The penalty is set to increase further as the Court of Justice of the EU set an additional daily fine of €15,000 until the Government achieves compliance with environmental legislation on assessing the impact of the wind farm at Derrybrien, Co Galway.

The fine is due to the “seriousness and duration” of the failure to carry out an environmental impact assessment on the wind farm in the 11 years since a previous CJEU ruling on July 3, 2008.

The legal action by the European Commission followed a massive landslide at Derrybrien on October 16, 2003 during which tonnes of peat were dislodged and polluted the Owendalulleegh River, resulting in the death of around 50,000 fish.

At the time Derrybrien was the biggest ever wind farm in the Republic and one of the largest in Europe with 70 turbines.

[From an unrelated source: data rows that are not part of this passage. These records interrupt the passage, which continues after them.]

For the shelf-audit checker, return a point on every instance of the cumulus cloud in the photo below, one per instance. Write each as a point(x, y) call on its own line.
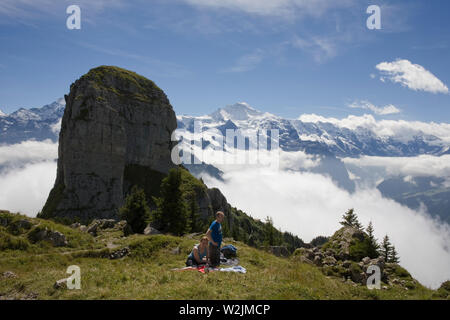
point(402, 130)
point(309, 205)
point(410, 75)
point(26, 189)
point(366, 105)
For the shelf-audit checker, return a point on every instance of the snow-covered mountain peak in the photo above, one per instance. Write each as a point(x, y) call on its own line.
point(240, 111)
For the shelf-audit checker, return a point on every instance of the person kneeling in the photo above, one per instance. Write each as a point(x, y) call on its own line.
point(199, 254)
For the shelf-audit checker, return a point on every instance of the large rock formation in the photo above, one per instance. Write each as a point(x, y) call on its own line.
point(115, 132)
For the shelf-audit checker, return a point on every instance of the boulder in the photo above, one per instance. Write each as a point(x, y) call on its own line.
point(60, 284)
point(149, 231)
point(318, 261)
point(55, 237)
point(118, 254)
point(330, 260)
point(100, 224)
point(115, 133)
point(75, 225)
point(366, 260)
point(9, 275)
point(23, 224)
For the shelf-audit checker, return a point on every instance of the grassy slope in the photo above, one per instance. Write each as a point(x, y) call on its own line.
point(146, 273)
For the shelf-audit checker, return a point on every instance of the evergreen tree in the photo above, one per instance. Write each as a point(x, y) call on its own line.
point(135, 210)
point(172, 213)
point(269, 232)
point(193, 210)
point(350, 219)
point(373, 244)
point(386, 248)
point(394, 258)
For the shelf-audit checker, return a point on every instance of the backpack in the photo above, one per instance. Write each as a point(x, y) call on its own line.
point(229, 251)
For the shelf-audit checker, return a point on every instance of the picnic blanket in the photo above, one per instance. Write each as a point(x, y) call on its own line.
point(237, 269)
point(204, 269)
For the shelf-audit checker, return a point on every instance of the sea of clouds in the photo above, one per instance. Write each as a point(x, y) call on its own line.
point(306, 204)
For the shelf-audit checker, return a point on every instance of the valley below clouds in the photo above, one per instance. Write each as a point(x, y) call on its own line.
point(303, 203)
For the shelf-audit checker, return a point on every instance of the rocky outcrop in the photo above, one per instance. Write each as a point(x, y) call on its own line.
point(337, 258)
point(115, 133)
point(56, 238)
point(279, 251)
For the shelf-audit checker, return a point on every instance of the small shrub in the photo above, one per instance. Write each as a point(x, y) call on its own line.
point(148, 247)
point(401, 272)
point(136, 211)
point(10, 242)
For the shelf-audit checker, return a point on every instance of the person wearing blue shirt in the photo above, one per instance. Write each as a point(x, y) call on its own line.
point(214, 235)
point(199, 253)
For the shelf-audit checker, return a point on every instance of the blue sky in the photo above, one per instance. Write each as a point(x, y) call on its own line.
point(287, 57)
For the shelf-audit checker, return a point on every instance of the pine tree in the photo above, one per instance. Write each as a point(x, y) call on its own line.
point(373, 244)
point(386, 248)
point(393, 257)
point(135, 210)
point(193, 209)
point(172, 213)
point(269, 232)
point(350, 219)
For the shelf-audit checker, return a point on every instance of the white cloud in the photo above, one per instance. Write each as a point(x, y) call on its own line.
point(410, 75)
point(310, 205)
point(247, 62)
point(423, 165)
point(284, 8)
point(26, 189)
point(28, 152)
point(366, 105)
point(400, 129)
point(321, 48)
point(28, 9)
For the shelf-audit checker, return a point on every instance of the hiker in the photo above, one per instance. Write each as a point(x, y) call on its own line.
point(198, 255)
point(214, 235)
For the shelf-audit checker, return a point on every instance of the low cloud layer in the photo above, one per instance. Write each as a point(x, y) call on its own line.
point(366, 105)
point(412, 76)
point(310, 205)
point(26, 189)
point(401, 130)
point(424, 165)
point(26, 152)
point(305, 204)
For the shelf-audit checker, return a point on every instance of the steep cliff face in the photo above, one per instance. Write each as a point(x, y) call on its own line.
point(115, 132)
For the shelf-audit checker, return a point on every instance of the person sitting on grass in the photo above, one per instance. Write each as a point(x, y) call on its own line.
point(214, 235)
point(199, 253)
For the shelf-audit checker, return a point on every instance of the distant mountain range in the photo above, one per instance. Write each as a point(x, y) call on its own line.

Its construction required the removal of large areas of forest and the extraction of peat up to a depth of 5.5 metres. 

The European Commission said two investigations had concluded the environmental disaster had been linked to the construction work on the wind farm.

The Government had claimed that delays in carrying out the requirement of the 2008 ruling to conduct an environmental impact assessment of the Derrybrien wind farm was due to the complexity of the underlying legal issues.

The owner of the windfarm has refused to undergo a “substitute consent” procedure which is used in exceptional circumstances to allow for the regularisation of planning permissions granted for applications which breach EU environmental legislation.

The Government claimed it could not legally compel the owner of the windfarm to submit to the process and a remedial environmental impact assessment could only be carried out with their voluntary cooperation.

However, the CJEU rejected the State’s argument over legal complexities and said there was nothing to prevent an assessment being carried out after the construction of the wind farm.

Ireland had claimed the action was unfounded as it could not legally withdraw the planning permission granted to the operators of the wind farm.

Earlier this year Department of Housing, Planning and Local Government said it had been in regular communication with officials in Brussels on the issue and remained committed to ensuring that an appropriate environmental review of the wind farm took place.